Rays of light from the other room poked through the scattered pattern of holes, roughly trailing up and to the right. The highest round had hit the wall near the ceiling. He had no idea how to shoot the weapon. If he’d braced the weapon and concentrated the burst where his first round had struck, two or three of the rounds would have gone lower, striking her in the head.
She was definitely meant to be on that airplane tonight. Any ridiculous notions she had about staying behind to help Farrington had been erased. She had depleted all of her luck on a single, deadly burst of fire from a submachine gun and would probably get hit by a car on Zorge Street leaving this shitty apartment building. No. She was done with Russia. Less than fifteen miles away, a confirmed first-class seat departing for Bangkok, Thailand, awaited her. She’d be in the air before Russian authorities put any of the pieces together here, and out of Russian airspace when Farrington’s team hit Vektor.

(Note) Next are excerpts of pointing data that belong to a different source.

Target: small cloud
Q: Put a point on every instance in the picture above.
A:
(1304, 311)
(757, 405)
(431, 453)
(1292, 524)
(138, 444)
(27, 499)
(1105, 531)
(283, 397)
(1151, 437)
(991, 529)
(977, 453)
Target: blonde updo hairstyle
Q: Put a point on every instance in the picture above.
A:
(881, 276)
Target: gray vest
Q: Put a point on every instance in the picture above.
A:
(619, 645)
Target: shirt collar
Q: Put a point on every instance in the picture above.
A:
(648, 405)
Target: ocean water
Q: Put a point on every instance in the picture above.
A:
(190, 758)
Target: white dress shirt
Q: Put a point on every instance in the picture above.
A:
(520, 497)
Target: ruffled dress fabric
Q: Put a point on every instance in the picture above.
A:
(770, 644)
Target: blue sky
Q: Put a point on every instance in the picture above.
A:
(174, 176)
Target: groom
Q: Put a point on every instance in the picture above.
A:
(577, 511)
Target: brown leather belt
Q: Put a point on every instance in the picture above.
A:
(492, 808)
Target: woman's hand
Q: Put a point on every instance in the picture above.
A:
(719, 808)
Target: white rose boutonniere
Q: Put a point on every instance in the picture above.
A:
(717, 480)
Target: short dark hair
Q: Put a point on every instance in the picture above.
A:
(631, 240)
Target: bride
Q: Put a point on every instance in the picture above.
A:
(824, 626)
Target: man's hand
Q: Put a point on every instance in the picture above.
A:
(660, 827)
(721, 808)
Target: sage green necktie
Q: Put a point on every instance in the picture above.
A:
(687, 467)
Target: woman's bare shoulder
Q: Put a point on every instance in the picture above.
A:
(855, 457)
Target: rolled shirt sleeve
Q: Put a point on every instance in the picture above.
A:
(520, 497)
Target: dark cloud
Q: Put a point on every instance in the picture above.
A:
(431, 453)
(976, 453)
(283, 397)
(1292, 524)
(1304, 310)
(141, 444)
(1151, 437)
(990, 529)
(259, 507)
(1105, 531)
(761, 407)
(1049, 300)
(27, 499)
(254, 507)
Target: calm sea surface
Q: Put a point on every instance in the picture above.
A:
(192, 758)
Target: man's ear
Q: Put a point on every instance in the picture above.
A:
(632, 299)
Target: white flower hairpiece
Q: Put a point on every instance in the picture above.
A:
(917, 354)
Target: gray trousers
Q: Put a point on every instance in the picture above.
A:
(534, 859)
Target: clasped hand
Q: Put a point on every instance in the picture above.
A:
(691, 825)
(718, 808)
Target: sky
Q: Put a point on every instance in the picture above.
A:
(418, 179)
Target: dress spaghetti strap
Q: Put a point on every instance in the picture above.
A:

On the way out of the bedroom, something on the dresser next to the door caught her eye. Something familiar. She slowed down long enough to swipe Naghadi’s Vektor security card from the top of the lone dresser in the room and pocketed it. No need to point the police in the right direction too quickly. She took a few steps toward the other room before another thought fired through her head, stopping her. She went back to the dresser and opened the three top drawers.
“Jackpot,” she whispered.
The leftmost drawer held the rest of their identification papers. Iranian passports, work visas, folded copies of their lease. She jammed the rest into her cargo pockets and sprinted to the front door, glancing in both directions down the hallway. Nobody wanted to catch a stray bullet. Less than a minute later, Foley stepped out of the dark apartment building into a courtyard leading to the street. A few people had wandered off the street and into the courtyard, attracted by the sound of gunfire, but they paid no attention to her as she walked casually by them. She had reversed her jacket inside and removed the ski mask, once again appearing no different than anyone else.